2010 WL 5116967 ( Sup Ct, Nov 3, 2010)In this case the defendant filed a motion with the court seeking to compel the plaintiff to pay for the costs incurred by the defendant in responding to plaintiff’s demand for electronically stored information. The court denied the motion.
The general rule pertaining to who bears the cost of responding to discovery demands is that ” during the course of the action each party should bear the expenses it incurs in responding to discovery requests.”
However, “precedent shows that the requesting party bears the cost of electronic discovery when the data sought is not ‘readily available.’ Data is not readily available upon a showing of undue burden by the producing party to obtain the data.”
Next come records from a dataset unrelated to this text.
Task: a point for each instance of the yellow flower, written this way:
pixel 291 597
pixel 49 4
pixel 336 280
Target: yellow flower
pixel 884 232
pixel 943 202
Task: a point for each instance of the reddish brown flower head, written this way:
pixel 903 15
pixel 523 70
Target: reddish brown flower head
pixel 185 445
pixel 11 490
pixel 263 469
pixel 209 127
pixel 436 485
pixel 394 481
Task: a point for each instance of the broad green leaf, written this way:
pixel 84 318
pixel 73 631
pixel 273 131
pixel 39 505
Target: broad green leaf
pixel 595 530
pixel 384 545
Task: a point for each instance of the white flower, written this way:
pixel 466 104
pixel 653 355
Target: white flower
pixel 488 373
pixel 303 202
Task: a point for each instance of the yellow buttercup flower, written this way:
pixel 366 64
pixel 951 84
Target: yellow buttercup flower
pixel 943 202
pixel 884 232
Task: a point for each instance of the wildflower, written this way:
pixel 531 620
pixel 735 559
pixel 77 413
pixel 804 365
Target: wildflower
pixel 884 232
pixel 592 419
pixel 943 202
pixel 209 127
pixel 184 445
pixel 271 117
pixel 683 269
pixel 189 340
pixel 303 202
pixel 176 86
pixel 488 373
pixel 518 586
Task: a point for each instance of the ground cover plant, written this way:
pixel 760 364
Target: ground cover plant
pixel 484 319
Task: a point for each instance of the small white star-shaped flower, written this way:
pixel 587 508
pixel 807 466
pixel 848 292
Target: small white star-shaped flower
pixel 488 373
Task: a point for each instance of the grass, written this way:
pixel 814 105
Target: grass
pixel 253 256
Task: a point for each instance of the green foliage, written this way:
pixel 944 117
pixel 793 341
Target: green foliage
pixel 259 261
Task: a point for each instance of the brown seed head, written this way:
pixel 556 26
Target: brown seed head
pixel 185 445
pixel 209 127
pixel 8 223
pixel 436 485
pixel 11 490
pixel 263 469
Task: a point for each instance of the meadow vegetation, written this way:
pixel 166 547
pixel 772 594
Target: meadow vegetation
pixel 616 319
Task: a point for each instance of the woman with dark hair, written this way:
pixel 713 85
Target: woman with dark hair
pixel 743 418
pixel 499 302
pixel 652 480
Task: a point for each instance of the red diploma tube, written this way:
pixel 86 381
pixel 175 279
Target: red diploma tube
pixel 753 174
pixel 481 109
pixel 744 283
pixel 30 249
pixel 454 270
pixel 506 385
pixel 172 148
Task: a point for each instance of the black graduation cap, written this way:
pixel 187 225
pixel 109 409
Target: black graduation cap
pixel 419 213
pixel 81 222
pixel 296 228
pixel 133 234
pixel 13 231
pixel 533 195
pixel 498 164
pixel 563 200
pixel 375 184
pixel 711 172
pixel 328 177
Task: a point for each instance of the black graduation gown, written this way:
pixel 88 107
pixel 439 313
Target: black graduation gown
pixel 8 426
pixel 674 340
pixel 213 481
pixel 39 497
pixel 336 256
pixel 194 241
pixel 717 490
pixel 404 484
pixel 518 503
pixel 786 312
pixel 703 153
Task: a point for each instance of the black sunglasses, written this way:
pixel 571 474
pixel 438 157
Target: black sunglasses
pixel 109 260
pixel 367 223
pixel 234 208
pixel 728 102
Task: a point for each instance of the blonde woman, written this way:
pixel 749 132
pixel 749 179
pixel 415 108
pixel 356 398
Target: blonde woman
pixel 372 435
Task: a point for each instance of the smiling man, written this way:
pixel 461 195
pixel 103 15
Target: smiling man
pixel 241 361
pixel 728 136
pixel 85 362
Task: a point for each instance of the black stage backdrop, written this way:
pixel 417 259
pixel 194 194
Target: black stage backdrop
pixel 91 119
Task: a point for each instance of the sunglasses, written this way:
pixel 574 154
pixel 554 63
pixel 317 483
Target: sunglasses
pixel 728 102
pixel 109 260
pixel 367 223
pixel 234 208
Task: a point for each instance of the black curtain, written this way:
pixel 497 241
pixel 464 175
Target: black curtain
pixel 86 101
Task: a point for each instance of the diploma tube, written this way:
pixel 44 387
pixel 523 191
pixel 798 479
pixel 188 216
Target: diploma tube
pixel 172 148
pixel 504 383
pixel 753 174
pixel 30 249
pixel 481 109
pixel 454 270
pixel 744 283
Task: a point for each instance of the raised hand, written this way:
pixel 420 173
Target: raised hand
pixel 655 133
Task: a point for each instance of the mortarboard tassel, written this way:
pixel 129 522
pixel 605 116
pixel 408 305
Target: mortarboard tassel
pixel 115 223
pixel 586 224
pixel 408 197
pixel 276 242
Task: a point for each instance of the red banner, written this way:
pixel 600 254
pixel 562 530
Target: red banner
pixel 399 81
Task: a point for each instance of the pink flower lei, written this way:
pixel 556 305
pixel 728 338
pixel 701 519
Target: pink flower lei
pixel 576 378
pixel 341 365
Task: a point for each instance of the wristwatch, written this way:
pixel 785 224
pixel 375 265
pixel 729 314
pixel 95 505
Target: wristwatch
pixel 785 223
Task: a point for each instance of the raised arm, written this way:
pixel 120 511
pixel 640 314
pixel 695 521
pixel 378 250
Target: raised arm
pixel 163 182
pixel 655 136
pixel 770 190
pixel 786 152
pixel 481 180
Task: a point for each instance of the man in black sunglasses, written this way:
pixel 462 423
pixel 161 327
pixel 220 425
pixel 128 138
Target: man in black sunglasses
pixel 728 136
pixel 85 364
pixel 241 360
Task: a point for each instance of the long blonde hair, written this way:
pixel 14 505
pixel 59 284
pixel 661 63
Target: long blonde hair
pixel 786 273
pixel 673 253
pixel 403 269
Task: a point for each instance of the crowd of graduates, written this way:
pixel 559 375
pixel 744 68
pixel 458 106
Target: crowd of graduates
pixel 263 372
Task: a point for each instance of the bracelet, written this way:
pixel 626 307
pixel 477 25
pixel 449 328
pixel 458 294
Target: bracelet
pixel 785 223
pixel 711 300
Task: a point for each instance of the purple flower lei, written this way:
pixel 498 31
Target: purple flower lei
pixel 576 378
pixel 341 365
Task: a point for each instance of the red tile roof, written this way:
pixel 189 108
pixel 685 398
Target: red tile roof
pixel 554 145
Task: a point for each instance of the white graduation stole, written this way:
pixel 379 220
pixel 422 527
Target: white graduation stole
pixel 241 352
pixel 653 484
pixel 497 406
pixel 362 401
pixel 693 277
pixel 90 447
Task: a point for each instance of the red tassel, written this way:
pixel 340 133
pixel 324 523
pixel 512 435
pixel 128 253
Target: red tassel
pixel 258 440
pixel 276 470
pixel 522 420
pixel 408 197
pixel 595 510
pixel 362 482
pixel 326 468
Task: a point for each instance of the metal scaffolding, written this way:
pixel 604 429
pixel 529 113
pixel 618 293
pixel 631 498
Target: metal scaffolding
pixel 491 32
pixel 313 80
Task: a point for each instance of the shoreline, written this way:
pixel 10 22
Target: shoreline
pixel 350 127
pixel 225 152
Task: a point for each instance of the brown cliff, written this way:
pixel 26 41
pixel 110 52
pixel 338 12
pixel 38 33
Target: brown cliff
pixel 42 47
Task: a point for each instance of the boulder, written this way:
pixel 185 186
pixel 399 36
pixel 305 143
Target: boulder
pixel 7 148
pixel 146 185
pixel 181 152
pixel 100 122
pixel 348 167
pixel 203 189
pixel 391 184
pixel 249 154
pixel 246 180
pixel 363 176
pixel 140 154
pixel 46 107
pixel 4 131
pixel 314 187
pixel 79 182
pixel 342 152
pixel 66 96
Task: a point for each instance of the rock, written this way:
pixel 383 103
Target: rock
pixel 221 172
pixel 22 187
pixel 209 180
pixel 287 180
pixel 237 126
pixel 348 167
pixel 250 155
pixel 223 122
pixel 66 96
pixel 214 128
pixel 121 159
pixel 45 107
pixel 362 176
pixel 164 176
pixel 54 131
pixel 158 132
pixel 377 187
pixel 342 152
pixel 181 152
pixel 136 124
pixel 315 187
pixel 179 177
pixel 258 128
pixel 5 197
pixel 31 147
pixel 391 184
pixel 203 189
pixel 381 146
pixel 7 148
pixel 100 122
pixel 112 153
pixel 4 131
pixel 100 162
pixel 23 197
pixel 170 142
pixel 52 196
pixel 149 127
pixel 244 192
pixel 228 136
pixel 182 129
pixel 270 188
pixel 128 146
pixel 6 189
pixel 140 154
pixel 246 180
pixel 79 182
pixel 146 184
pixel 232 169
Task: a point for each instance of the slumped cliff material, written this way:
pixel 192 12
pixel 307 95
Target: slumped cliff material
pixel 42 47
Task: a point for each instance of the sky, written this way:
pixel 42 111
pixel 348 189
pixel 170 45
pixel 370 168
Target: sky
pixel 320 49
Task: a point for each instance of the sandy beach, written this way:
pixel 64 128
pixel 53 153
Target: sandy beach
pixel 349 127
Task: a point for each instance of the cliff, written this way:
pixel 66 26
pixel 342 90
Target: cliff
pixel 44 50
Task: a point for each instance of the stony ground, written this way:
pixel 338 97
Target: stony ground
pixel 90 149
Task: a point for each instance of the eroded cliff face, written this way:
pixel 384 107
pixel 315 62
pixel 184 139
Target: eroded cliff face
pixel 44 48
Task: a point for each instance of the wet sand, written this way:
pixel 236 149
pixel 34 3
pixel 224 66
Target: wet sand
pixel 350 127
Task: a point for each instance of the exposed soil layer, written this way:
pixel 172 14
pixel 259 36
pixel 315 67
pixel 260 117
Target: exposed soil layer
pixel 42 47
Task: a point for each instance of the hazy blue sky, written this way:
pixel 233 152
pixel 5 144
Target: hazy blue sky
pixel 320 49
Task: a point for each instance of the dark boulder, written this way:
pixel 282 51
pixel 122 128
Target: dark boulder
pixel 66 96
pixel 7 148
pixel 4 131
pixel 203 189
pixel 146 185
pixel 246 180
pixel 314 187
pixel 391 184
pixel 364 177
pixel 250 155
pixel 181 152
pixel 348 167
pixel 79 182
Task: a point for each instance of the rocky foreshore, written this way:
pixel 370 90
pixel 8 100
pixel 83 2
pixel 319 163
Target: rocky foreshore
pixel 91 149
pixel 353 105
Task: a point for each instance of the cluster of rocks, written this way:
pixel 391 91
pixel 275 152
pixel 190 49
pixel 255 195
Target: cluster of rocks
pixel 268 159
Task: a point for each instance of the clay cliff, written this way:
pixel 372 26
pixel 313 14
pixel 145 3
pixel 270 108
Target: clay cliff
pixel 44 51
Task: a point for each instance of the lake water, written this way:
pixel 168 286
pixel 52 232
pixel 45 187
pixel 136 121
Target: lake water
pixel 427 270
“The data at issue in the instant case was neither archived nor deleted; it was simply stored in a number of places ‘interspersed with defendant’s various documents for their several business entities.’ The fact that the Defendants were required to ‘process’ the data discloses no undue burden, but merely the normal burden of litigation. Indeed Defendants suggest they keep their records in accordance with the general expectations of the business world.”
“The cost of an examination by Defendants’ agents to see if [material] should not be produced due to privilege or on relevancy grounds should be borne by the [producing party].
The court therefore held that the defendant had to absorb the cost of responding to discovery demands because its records were not “unduly difficult or burdensome to obtain and produce.”